Crítica | A Vida Invisível [2019]

Nota do Filme:

“A vida é a arte do encontro, embora haja tanto desencontro pela vida.”

Vinicius de Moraes imortalizou essa frase na canção Samba da Benção, e nada captura melhor a essência dessa frase (e desse filme) do que a cidade do Rio de Janeiro nos anos 50. Esse é o plano de fundo para “A Vida Invisível”, que retrata com beleza singular o que Vinicius afirmava em sua canção. Karim Ainouz, diretor, entregou uma obra cheia de brasilidade, nos sentidos bons e ruins, e muito contundente com os temas retratados.

Eurídice (Carol Duarte) é uma jovem pianista e sonhadora. Sua irmã, Guida (Júlia Stockler), se apaixona e foge do país para se casar com um estrangeiro. Sem saber do paradeiro de cada uma, as duas irmãs vivem suas vidas acreditando na felicidade da outra, sem saber que estão mais próximas do que imaginam.

Basicamente, a trama apresentada é, propositalmente, um drama ordinário de folhetim. A jornada se torna interessante quando adiciona-se a técnica e o trabalho primoroso de Karim Ainouz, que carinhosamente orquestra o filme como em um concerto de piano. Onde parece lento, reside propósito narrativo que revela um cuidado do montador. Cada cena, seja ela real ou poética, serve à trama como notas bem executadas no piano, cada qual cumprindo seu papel na música.
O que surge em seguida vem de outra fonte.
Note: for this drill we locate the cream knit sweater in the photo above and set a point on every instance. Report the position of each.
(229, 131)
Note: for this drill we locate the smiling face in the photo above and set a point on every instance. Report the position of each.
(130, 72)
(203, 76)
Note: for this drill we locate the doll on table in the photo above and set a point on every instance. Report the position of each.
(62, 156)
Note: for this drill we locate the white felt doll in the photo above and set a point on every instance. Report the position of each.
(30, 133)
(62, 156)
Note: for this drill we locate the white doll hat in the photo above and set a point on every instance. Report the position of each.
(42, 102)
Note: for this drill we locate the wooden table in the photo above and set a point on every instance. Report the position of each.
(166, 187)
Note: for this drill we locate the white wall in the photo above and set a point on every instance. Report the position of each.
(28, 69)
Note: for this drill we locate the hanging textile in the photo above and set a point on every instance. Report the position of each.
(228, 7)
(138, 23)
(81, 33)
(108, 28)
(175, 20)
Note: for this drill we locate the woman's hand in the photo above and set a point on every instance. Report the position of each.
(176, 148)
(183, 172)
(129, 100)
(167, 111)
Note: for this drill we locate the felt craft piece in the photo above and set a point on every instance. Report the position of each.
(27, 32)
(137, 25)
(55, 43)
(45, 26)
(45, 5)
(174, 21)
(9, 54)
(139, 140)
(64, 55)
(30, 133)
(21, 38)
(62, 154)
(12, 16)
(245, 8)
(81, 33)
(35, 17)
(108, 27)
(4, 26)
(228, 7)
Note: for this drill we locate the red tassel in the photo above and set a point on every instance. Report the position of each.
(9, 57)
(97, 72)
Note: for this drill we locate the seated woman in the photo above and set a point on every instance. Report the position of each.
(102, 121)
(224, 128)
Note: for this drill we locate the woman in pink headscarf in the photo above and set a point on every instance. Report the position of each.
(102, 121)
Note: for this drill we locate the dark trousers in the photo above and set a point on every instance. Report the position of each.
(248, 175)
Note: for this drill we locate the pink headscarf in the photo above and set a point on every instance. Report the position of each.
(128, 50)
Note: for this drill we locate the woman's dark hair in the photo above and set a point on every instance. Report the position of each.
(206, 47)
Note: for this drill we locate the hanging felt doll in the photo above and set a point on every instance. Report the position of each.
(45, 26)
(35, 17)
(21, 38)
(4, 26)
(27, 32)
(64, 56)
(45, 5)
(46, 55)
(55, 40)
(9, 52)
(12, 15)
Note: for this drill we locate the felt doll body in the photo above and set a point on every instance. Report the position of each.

As atuações sustém a dramaticidade do filme, mas o destaque é Carol Duarte, que interpreta uma personagem que passa por diversas mudanças ao longo do filme e consegue transcender a angústia da protagonista com o desenvolvimento da trama. Uma personagem calada, descontente e que não consegue extravasar suas angústias. E não se engane: as situações que Eurídice passa no longa estão longe de serem irreais, o que torna a atuação ainda mais complexa e focada na realidade.

Inclusive, os temas que são explorados aqui são problemas tipicamente brasileiros. O abandono paterno, a violência doméstica e as aparências da família tradicional são colocados em cheque por meio da narrativa que põe o peso desses problemas sobre as duas protagonistas. O marido (Gregório Duvivier), que abusa da mulher e impede que ela siga seu sonho, é um retrato de um homem que não é raro de se encontrar. E é na aposta da empatia do público com os temas que reside o motivo de A Vida Invisível funcionar tão bem: é fácil de se identificar e se relacionar com o drama apresentado.

Nesse sentido, é justo dizer que esse longa é mais brasileiro em sua essência que outros lançamentos nacionais desse ano. Não porque escancara nossos problemas, mas sim por desnudar com beleza a força de quem passa por essas situações, mesmo frente à ingenuidade (como a protagonista). São diversas peculiaridades culturais muito bem retratadas sem a necessidade de reforço do estereótipo, o que é um mérito para a produção.

A Vida Invisível é uma jornada de amor e perseverança. A fotografia reforça a temática através de tons de cores que transmitem serenidade como o azul e o verde. O vermelho entra em cena em momentos mais intensos e cheios de vida, que de certa forma estão aliados a vários momentos marcantes nas histórias das duas irmãs. Aliada a essa beleza está a cortante, e por vezes emocionante, trilha sonora. Esta cumpre sua função de modo a preencher as lacunas do silêncio apático de Eurídice em determinados momentos do longa.

Para escancarar uma realidade muito comum e pouco explorada, Karim Ainouz entrega uma obra perfeitamente em harmonia. Cores, sons e atuações formam uma orquestra afinada, que não exita em priorizar o clímax e criar emoção no público. A participação de Fernanda Montenegro é mágica e certamente arrebatará os corações da audiência. A Vida Invisível é o filme legitimamente brasileiro que não sabíamos que precisávamos.